Подали какое?то эффектного вида блюдо. Один из присутствующих сказал, что повару тяжело работать: все время в жару. Другой — что повар Семен любит свое дело.
Да как же не любить! — иронически заметил Лев Николаевич. — Только тогда и можно работать, когда любишь свое дело. Я думаю, что и те, которые чистят… любят свое дело… При работе всегда присутствует сознание цели, к которой стремишься. И у них есть цель, — вычистить.
Лев Николаевич насупился: господа оправдывали свое положение.
Вечером говорили, что на съезде писателей в Петербурге огласили письмо Льва Николаевича в произвольно сокращенном виде [168].
Лев Николаевич согласился с тем, что этого нельзя было делать, но потом добродушно махнул рукой, промолвив:
— Ну, да пускай их на здоровье!
Алексей Сергеенко, приехавший только что из Крёкшина от В. Г. Черткова, заметил, что тот хочет опубликовать в газетах письмо Льва Николаевича полностью. Лев Николаевич улыбнулся и, помолчав, произнес:
— Если б я стал обдумывать, какого мне нужно друга, то другого, как Чертков, не мог бы придумать.
Вечером он продиктовал мне письмо к Короленко, по поводу второй части его статьи [169], а когда я через некоторое время зашел к нему с письмами, он, передавая мне сегодняшнее письмо Черткова для обратной отсылки ему, как это у них принято, сказал:
— Он умоляет меня начать ездить верхом… Смешно!
— Почему смешно?
— Да уж очень он милый человек.
Я попрощался. Лев Николаевич встал, чтобы идти в спальню.
— А вы что поделываете? — спросил он.
— Запечатываю некоторые письма.
— И все у вас хорошо?
— Хорошо, очень хорошо!
— Вот и слава богу.
— Слава богу, — прибавил он опять. — У меня вот все болезни, — продолжал он, — и так хорошо! Все приближаешься к смерти.

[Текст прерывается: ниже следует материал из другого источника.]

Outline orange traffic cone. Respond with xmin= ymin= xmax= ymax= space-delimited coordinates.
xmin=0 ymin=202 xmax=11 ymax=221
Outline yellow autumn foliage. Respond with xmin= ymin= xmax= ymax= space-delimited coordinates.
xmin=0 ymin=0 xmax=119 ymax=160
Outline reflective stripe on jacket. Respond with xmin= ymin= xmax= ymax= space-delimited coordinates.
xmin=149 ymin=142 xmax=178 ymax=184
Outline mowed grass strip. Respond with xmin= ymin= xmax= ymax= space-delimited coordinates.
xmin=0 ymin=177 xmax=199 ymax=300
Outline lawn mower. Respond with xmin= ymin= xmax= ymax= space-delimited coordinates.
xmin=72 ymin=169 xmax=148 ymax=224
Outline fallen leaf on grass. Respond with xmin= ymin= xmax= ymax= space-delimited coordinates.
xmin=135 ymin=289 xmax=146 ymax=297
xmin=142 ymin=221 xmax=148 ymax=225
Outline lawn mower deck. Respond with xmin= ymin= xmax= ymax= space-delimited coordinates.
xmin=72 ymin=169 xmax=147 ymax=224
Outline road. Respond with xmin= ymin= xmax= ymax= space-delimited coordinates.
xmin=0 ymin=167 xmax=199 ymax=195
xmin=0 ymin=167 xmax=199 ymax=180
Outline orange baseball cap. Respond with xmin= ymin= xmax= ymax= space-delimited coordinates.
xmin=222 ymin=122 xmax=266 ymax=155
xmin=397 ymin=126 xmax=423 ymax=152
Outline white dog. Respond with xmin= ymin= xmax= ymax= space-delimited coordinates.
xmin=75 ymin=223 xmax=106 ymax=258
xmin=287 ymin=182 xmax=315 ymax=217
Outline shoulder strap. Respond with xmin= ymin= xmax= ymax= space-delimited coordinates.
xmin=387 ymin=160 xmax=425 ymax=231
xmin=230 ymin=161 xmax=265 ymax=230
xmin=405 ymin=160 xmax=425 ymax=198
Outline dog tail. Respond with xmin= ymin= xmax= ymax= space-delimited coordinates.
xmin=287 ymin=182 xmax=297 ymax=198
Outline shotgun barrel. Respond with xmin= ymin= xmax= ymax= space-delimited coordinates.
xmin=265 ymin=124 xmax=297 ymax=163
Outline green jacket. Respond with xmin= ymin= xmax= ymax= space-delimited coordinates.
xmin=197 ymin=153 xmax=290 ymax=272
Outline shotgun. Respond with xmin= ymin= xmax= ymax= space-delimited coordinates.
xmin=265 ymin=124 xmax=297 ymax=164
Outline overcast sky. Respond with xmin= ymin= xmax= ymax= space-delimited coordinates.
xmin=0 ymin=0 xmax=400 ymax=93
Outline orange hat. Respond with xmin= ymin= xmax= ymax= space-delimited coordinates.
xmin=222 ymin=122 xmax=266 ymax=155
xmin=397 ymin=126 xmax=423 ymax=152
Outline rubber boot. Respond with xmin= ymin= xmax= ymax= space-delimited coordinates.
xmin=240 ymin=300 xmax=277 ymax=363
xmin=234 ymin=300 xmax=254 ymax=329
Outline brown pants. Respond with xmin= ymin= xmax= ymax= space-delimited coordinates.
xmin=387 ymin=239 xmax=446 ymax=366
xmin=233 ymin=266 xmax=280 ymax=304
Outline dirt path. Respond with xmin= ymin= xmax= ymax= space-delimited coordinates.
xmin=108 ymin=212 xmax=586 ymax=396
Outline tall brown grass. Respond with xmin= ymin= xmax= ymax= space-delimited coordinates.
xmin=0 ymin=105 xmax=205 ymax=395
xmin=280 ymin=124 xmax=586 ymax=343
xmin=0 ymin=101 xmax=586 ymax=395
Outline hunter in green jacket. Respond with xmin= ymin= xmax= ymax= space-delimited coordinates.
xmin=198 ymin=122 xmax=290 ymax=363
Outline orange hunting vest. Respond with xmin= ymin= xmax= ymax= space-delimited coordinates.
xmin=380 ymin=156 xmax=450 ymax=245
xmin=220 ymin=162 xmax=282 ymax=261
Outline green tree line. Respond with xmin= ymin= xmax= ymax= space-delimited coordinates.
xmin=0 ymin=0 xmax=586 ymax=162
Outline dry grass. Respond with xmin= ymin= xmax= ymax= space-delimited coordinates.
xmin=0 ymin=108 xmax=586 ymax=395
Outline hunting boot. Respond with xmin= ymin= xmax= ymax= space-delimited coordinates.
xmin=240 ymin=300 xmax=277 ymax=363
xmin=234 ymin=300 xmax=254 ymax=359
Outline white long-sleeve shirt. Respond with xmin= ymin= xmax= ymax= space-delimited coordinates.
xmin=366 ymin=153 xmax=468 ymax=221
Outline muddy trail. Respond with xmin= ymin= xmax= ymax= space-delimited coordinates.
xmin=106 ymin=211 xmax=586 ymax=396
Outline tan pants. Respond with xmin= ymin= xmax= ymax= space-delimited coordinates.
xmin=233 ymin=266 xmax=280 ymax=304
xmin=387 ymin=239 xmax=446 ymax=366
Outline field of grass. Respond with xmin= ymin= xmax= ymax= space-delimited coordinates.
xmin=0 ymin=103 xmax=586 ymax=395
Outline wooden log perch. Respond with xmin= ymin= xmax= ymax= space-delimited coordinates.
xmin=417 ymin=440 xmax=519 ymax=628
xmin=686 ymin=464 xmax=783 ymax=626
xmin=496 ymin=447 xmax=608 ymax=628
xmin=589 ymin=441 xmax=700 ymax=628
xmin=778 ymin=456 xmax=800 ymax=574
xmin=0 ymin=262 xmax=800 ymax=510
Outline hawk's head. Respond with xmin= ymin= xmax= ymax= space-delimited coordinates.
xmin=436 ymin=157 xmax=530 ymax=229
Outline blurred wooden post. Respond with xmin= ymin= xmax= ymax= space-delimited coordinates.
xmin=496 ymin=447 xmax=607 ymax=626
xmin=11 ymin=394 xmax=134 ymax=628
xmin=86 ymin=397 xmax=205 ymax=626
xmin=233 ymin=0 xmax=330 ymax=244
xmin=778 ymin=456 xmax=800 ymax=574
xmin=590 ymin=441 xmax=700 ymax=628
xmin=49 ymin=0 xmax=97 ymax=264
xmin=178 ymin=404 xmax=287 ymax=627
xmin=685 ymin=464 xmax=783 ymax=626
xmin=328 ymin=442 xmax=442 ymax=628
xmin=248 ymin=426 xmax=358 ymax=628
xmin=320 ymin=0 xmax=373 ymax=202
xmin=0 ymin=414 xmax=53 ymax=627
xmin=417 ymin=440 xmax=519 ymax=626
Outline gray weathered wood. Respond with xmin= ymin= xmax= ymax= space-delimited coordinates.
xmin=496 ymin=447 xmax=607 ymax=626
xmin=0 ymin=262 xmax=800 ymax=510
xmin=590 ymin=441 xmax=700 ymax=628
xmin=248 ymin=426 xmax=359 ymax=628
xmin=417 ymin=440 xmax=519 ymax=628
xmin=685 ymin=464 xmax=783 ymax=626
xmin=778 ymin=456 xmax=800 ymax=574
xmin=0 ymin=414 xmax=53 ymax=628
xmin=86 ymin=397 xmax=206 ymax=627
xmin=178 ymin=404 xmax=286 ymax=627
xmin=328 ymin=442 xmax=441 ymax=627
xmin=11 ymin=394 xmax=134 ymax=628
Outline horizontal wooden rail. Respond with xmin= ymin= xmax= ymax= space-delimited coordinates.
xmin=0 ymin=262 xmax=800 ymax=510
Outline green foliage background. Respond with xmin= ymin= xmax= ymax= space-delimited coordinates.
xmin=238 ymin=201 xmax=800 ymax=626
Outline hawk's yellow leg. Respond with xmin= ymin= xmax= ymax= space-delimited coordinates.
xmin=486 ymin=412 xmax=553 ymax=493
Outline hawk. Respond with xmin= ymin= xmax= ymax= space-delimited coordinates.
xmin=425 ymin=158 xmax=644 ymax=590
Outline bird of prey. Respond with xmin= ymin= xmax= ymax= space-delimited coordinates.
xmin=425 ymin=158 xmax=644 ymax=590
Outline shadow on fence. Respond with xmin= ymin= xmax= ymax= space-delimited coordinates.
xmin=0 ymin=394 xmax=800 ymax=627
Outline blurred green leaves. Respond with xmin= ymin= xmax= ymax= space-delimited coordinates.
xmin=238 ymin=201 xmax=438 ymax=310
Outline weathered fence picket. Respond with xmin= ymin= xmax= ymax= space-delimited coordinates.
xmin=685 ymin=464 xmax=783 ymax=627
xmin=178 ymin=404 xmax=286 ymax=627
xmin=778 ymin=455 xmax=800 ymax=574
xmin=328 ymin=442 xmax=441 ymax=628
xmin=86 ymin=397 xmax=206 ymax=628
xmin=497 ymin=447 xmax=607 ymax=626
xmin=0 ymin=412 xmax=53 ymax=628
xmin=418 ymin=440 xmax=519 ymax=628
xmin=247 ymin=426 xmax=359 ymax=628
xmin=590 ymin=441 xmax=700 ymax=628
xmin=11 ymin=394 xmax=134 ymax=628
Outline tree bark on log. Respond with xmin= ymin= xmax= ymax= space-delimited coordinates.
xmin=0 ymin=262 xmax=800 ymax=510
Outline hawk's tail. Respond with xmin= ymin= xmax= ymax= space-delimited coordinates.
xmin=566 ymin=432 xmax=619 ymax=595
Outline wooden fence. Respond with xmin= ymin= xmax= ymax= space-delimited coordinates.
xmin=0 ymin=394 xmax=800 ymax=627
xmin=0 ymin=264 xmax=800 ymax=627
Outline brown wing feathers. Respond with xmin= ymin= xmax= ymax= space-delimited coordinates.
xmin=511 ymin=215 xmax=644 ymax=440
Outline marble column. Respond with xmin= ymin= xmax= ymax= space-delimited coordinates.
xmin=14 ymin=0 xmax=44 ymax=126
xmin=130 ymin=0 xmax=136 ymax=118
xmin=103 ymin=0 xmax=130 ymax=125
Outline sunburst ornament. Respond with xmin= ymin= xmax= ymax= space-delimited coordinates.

— И не страшно, Лев Николаевич?
Ох, нет! Стараешься только одно: удержаться, чтобы не желать ее. Главное, надо помнить, что ты должен делать дело, порученное тебе. И как работник смотрит за лопатой, чтобы она была остра, так и ты должен смотреть за собой. И это всегда можно. Хотя бы и маразм был, можно и в маразме так жить.
Лев Николаевич выздоровел. Работал над предисловием к «На каждый день». Читал Griffith, «Crime and Criminals» [170] и еще рассказ Семенова, маленький, «Обида», о котором хорошо отзывался, как всегда о произведениях Семенова.
— Какой у него язык! Отчего его не ценят? — восклицал он.